Publikacja: Środa, 13 - Marzec 2013r. , godz.: 11:29
Tablet to urządzenie o którym głośno ostatnio w polskiej polityce. Wszystko za sprawą debaty na temat wniosku o konstruktywne votum nieufności wobec rządu. Dyskusja o tym gadżecie zawitała także do gminy Głogówek. Wszystko za sprawą kontrowersyjnego pomysłu o którym doniósł ostatni numer Tygodnika Prudnickiego. Burmistrz Głogówka rozważa doposażenie radnych rady miejskiej w ten "symbol nowoczesności". Ci zaś do pomysłu odnoszą się z entuzjazmem.
Koszt jednostkowy takiego urządzenia miałby wahać się według burmistrza w okolicach 500 złotych. Wydaje się jednak to mało prawdopodobne, gdyż cena ta jest znacząco niższa od rynkowej, jeśli mieć na myśli urządzenie średniej klasy. Zakup tabletów miałby służyć minimalizacji zużywanych przez radnych materiałów biurowych. Jest to bardzo wątpliwe, co każdy może sam sobie w prosty sposób skalkulować.

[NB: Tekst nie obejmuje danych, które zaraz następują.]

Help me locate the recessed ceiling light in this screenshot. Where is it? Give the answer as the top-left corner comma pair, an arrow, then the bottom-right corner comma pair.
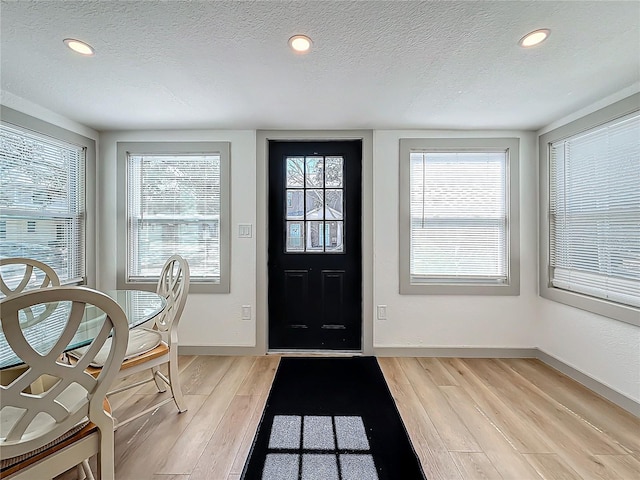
289,35 -> 312,53
63,38 -> 95,56
519,29 -> 550,48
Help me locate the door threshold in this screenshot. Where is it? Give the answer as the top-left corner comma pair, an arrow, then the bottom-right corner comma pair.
268,349 -> 363,357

Tablety z pewnością świetnie będą wyglądały w połączeniu z eleganckimi garniturami czy kostiumami głogóweckich radnych. Czy będą im jednak użyteczne? Warto zastanowić się nad tym, jak będą oni posługiwali się tymi urządzeniami podczas sesji. Czy będą w stanie sprawnie przerzucać na nich kolejne projekty uchwał, nanosić w nich poprawki, czy też tablet stanie się jedynie "czasoumilaczem" na sesji i w domu, poprzez umożliwienie rajcom korzystania z przeglądarki Google i gier: Pasjansa oraz Sapera? Kolejne pytanie! Jeśli rządzących obdaruje się tymi urządzeniami, co wtedy z burmistrzem, zastępcą, sekretarzem, radcą prawnym i innymi? Czy stwierdzi się wówczas, że aby ułatwić im kontakt z radnymi trzeba będzie dokupić następne urządzenia i z 15 zrobi się nagle 25 tabletów? Wreszcie następna kwestia. Radni chcą swoją pracę przenieść do "świata wirtualnego"... z tym, że po dziś żaden z nich na stronie magistratu nie chwali się nawet swoim adresem e-mail, poprzez który mógłby umożliwić mieszkańcowi gminy kontakt z nim.
Równie ważne jest znalezienie odpowiedzi na pytanie, dlaczego tablety kupuje się za półmetkiem kadencji? Czy po to, aby po jej upływie po naliczeniu kosztów tzw. amortyzacji radni mogli je za bezcen odkupić? Bo nie sądzę, aby urządzenia te miały być przekazane rajcom kolejnej kadencji. Wszak sam koszt gruntownego czyszczenia ich pamięci przerósłby ich wartość.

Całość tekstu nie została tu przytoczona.